En Saône-et-Loire, Matthieu Gauthier, lui aussi maraîcher, a repris l'exploitation de son père, en bio depuis 1979. « A l'époque, il fallait oser car il n'y avait aucun accompagnement technique et les banques ne suivaient pas, a-t-il raconté. Aujourd'hui, c'est l'inverse. » Un travail pointu est fait sur les rotations. De plus, afin de limiter le tassement du sol, il utilise des planches permanentes.

« Trouver le juste équilibre »

Dans le Haut-Rhin, Jérémy Pflieger, en Gaec avec son père, élève 20 000 poulets de chair et 2 500 pondeuses. « Au moment du projet de conversion en bio, en 2011, j'avais un doute sur la viabilité économique. Ce n'est plus le cas aujourd'hui, ça fonctionne, a-t-il confié. Le plus compliqué, c'est de trouver ses limites, le juste équilibre. » La totalité de la production est vendue en circuits courts.
Polyculteurs-éleveurs, les quatre associés du Gaec des Griottes, situé en Corrèze, ont fusionné leurs fermes pour n'en faire plus qu'une. « On travaille par binôme, a expliqué Philippe Leymat, l'un des co-exploitants.
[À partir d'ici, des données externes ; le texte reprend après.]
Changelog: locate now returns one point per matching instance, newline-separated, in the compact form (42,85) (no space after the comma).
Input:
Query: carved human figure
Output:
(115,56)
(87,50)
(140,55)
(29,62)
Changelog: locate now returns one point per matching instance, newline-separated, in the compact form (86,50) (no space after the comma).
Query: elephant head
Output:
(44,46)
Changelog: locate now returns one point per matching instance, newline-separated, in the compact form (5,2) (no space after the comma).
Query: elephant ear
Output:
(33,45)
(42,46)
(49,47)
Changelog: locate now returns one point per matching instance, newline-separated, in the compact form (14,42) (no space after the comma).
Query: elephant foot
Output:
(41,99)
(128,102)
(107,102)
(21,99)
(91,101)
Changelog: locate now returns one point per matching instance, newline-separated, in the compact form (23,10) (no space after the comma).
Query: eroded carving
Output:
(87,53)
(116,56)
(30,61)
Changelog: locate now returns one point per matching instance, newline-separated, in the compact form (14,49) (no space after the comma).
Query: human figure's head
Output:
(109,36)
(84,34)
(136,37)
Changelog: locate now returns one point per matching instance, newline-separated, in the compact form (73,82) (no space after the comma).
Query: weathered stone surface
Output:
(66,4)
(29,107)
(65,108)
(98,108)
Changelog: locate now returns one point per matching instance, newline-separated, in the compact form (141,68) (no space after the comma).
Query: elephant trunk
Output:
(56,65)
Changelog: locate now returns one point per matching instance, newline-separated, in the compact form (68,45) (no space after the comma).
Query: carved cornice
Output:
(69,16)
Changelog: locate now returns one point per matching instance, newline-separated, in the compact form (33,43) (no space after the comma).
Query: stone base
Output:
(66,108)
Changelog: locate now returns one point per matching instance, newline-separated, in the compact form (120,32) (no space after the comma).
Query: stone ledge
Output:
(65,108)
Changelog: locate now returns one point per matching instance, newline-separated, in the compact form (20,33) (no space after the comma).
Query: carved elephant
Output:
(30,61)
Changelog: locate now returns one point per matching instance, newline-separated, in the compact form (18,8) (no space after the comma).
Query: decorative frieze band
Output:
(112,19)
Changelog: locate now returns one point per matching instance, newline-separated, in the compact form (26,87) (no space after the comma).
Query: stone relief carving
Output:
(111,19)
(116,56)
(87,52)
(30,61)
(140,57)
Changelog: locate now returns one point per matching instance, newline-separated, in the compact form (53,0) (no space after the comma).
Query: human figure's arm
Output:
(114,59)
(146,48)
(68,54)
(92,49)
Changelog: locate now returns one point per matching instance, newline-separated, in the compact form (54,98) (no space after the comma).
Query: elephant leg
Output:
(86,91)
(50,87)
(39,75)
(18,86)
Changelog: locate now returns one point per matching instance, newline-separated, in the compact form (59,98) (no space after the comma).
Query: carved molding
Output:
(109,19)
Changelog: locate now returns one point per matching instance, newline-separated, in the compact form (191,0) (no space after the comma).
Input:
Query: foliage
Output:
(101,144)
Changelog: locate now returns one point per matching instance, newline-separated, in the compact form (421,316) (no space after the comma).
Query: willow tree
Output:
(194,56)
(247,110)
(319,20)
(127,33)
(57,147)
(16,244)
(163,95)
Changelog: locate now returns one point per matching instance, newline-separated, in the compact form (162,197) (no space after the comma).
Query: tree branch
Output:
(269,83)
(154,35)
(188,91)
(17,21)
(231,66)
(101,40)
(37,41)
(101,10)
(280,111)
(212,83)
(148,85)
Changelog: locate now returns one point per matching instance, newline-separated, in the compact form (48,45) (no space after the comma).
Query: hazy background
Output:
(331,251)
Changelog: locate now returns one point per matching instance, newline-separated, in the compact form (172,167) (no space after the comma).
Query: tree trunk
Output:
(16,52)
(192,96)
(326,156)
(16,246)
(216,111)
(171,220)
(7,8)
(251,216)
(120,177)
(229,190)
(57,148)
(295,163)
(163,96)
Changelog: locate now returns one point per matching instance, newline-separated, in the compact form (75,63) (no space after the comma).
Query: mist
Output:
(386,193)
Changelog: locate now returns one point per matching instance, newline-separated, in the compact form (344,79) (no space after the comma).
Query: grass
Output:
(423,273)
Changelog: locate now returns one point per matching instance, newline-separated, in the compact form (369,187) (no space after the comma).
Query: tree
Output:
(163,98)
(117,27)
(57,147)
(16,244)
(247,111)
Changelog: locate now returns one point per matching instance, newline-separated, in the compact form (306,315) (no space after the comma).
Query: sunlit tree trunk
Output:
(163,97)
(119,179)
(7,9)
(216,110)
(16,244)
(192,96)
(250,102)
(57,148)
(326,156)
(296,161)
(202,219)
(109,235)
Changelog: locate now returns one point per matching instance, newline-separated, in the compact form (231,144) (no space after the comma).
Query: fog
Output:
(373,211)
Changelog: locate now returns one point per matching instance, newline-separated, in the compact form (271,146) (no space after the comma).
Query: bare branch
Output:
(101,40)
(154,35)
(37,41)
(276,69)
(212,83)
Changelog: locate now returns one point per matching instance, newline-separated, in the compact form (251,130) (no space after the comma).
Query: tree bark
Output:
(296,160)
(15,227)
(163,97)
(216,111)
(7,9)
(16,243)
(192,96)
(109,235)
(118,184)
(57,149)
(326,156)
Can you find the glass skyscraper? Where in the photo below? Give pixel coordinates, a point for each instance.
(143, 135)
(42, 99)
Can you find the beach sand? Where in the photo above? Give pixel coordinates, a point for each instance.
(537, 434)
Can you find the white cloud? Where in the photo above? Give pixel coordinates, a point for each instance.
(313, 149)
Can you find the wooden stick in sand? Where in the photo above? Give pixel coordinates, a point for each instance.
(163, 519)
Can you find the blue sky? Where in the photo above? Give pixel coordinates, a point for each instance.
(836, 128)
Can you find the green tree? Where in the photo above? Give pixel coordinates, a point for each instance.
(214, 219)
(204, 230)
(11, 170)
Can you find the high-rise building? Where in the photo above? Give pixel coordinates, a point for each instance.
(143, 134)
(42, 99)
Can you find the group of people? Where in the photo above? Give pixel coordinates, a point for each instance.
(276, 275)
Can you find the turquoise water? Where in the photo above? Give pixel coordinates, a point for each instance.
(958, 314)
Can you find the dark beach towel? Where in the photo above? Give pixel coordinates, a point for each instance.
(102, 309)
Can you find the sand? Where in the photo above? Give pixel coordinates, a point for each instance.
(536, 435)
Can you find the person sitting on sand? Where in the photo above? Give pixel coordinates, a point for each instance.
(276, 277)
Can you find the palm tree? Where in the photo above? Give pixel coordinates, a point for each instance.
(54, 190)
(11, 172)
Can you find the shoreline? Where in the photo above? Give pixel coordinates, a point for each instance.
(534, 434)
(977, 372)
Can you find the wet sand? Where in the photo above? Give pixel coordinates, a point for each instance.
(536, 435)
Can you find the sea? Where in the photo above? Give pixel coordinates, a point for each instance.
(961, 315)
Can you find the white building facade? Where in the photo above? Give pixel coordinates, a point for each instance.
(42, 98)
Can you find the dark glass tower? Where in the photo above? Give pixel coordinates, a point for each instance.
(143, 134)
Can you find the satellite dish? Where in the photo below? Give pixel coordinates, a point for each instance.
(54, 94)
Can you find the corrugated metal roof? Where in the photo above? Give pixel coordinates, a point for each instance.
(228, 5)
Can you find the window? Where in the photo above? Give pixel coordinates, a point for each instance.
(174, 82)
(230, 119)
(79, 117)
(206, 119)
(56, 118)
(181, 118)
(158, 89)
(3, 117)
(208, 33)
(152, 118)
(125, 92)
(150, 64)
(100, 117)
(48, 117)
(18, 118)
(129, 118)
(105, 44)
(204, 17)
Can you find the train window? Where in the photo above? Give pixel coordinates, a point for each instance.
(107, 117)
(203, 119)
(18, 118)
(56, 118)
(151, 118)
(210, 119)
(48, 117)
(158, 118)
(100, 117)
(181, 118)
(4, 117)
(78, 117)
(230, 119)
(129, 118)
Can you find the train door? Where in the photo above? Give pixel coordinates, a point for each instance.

Cela nous permet d'être plus efficaces, de pouvoir nous remplacer pour prendre des week-ends, des vacances... » Le Gaec comprend 110 vaches limousines, un atelier de poulets fermiers (57 200 par an), 250 ha (dont 160 de prairies, 40 de noyers, 20 de luzerne et autant de méteil). Un cinquième associé a rejoint le groupe. « On a pris notre métier en main, notre orientation et notre développement », a ajouté Philippe Leymat.
C'est également la ligne de conduite que s'est fixé Gérard Vernis, éleveur de bovins allaitants (charolais) dans l'Allier. « La santé animale m'a poussé à passer en bio. J'en avais marre de donner de l'argent au vétérinaire à chaque crise », a-t-il confié. De 2008 à 2010, avec l'aide d'un vétérinaire, il a exploré des solutions alternatives. « En économisant sur les frais de véto de l'élevage mais aussi sur les engrais et autres intrants pour les cultures, je gagne plus tout en travaillant mieux », a-t-il ajouté.

« Se démarquer »

L'idée d'une conversion à la bio, Baptiste Stalin l'a eu au supermarché. En faisant ses courses avec sa compagne, tous deux ont constaté l'attrait des consommateurs pour les œufs bio. Dès lors, son projet est lancé et son installation en Seine-Maritime se fait en 2016. Avec un poulailler de 870 mètres carrés et 2 900 poules, 725 000 œufs sont commercialisés auprès d'un grossiste. Confiant dans le marché de l'œuf bio, un nouvel associé va le rejoindre en 2018 et un second poulailler sera construit. « Ce qui compte, a-t-il dit, c'est de se démarquer. »
Dans les Alpes-de-Haute-Provence, celle que l'on surnomme « Madame Pois Chiche » a ravivé une légumineuse oubliée. « Mes formateurs étaient très sceptiques, s'est souvenue Raphaëlle Jorgensen. Aujourd'hui, ils m'envoient des stagiaires. » Pour limiter les adventices, elle utilise la technique des faux semis. Et pour valoriser sa production, elle la transforme elle-même en « poichichade », un produit à tartiner. L'exploitation compte 28 ha dont 8 de pois chiche, 6 de blé dur khorasan, 6 de luzerne, 4 de blé tendre et autant de petit épeautre.
Ailleurs, dans l'Aisne, Guy Poletz a converti son élevage laitier en 2001 (43 vaches normandes). Ses deux enfants l'ont rejoint sur le Gaec créé en 2016. Pour eux, le bio est une évidence. Comme leur père, ils ne cessent de s'informer sur de nouvelles techniques. Antibiotiques, insecticides et vermifuges ont été totalement supprimés sur leur exploitation, qui produit aussi des légumes sur 1,5 ha. Le jury des Talents Tech&Bio a ainsi récompensé la globalité de leur approche.